Furthermore, as the models progress, the most effective prompt engineering techniques will likely change (already some techniques work better on some models than others). So learning a discrete set of techniques is unlikely to be beneficial in the long run. It may be far better to develop flexible ways of thinking and mindsets that grasp the variability and creativity required for best taking advantage of these LLMs.

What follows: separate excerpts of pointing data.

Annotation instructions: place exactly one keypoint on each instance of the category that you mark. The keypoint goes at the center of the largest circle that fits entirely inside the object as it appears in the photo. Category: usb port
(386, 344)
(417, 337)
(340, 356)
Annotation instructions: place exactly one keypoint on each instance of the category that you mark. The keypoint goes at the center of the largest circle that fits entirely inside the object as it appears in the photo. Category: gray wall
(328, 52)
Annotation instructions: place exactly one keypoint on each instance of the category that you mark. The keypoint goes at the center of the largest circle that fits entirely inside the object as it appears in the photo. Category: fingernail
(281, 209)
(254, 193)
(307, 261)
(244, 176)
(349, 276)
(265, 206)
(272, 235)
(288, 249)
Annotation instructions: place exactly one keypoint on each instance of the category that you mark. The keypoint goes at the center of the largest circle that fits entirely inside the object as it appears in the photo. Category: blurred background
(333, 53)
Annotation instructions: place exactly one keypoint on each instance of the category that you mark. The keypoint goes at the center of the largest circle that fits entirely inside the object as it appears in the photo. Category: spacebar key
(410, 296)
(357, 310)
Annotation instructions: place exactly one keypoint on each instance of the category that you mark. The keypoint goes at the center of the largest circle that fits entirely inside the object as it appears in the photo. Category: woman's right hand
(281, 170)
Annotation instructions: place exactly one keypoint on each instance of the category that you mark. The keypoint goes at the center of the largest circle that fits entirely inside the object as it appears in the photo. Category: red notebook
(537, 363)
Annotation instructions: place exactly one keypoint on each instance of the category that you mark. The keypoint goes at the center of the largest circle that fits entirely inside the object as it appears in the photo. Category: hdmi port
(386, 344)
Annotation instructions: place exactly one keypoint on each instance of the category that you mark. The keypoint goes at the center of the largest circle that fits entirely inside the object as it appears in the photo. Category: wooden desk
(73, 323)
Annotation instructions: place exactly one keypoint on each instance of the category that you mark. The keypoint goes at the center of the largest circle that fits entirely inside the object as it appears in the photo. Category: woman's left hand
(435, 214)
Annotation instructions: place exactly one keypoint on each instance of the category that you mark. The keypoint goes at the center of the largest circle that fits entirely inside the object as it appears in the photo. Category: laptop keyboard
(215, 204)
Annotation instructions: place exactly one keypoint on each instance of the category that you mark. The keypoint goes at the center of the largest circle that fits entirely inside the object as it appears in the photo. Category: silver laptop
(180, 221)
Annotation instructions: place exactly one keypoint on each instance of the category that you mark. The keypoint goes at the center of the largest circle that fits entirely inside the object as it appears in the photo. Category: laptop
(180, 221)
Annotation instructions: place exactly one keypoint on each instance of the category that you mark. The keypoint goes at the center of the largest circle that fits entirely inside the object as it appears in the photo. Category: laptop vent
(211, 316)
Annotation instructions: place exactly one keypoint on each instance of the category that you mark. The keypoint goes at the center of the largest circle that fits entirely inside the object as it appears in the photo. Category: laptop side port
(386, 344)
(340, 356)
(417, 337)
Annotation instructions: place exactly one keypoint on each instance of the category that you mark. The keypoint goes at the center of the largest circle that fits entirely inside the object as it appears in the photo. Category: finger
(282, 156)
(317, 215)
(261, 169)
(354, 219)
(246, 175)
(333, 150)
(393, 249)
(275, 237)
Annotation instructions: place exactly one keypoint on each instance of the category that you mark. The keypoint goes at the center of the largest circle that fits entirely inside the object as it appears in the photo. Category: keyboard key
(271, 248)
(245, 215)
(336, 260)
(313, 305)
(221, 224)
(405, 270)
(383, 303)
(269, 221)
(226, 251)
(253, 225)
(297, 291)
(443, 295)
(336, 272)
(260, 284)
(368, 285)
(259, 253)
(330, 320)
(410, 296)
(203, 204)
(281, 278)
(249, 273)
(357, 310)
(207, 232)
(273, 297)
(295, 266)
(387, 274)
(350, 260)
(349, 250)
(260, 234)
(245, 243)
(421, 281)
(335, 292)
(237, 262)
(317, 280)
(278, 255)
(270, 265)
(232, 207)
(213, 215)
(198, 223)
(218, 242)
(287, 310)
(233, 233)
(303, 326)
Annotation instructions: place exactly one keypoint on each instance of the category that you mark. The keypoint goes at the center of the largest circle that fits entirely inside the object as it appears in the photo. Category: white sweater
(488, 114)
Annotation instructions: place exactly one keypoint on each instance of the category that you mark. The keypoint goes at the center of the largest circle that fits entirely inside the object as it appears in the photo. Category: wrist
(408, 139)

4. Underestimating the Agency and Limiting the Freedom of Users

For everyday users, a belief that we need complex skills to use GenAI tools effectively could limit the perceived agency to just explore and do things. If we have to carefully construct every prompt, how do we simply play and explore what the models can do? How do we come up with original uses if every use is carefully planned out? It is through this exploration that we can build the mindsets and skills to interact with this strange and ever-changing thing. Returning to Ethan Mollick:

There is no list of how you should use this as a writer, or as a marketer, or as an educator. They [the developers] don’t even know what the capabilities of these systems are. They’re all sort of being discovered together. And that is also not like a tool. It’s more like a person with capabilities that we don’t fully know yet.

We must play with the GenAI to discover new capabilities, not just replicate templates for uses others have developed.

What We Should Teach

At some level, the question is not what we should teach but how we teach. We have in previous publications argued for a form of open-ended design-based pedagogical approaches that we have called Deep-Play. Briefly, deep-play refers to the immersive engagement with the intricate problems of pedagogy, technology, and their interrelationships. Through deep-play, educators transition from being passive technology users to active designers who creatively repurpose tools and artifacts to achieve their goals and desires. The core objective of learning technology through design courses is to shift away from a utilitarian view of technology, fostering a flexible, context-sensitive, and learner-driven approach. We have argued that learning to use technology for teaching requires adopting a new mindset that prioritizes developing adaptable strategies for deeply considering the role of technology in education over merely mastering specific tools.

We believe that these same strategies and mindsets apply to generative AI.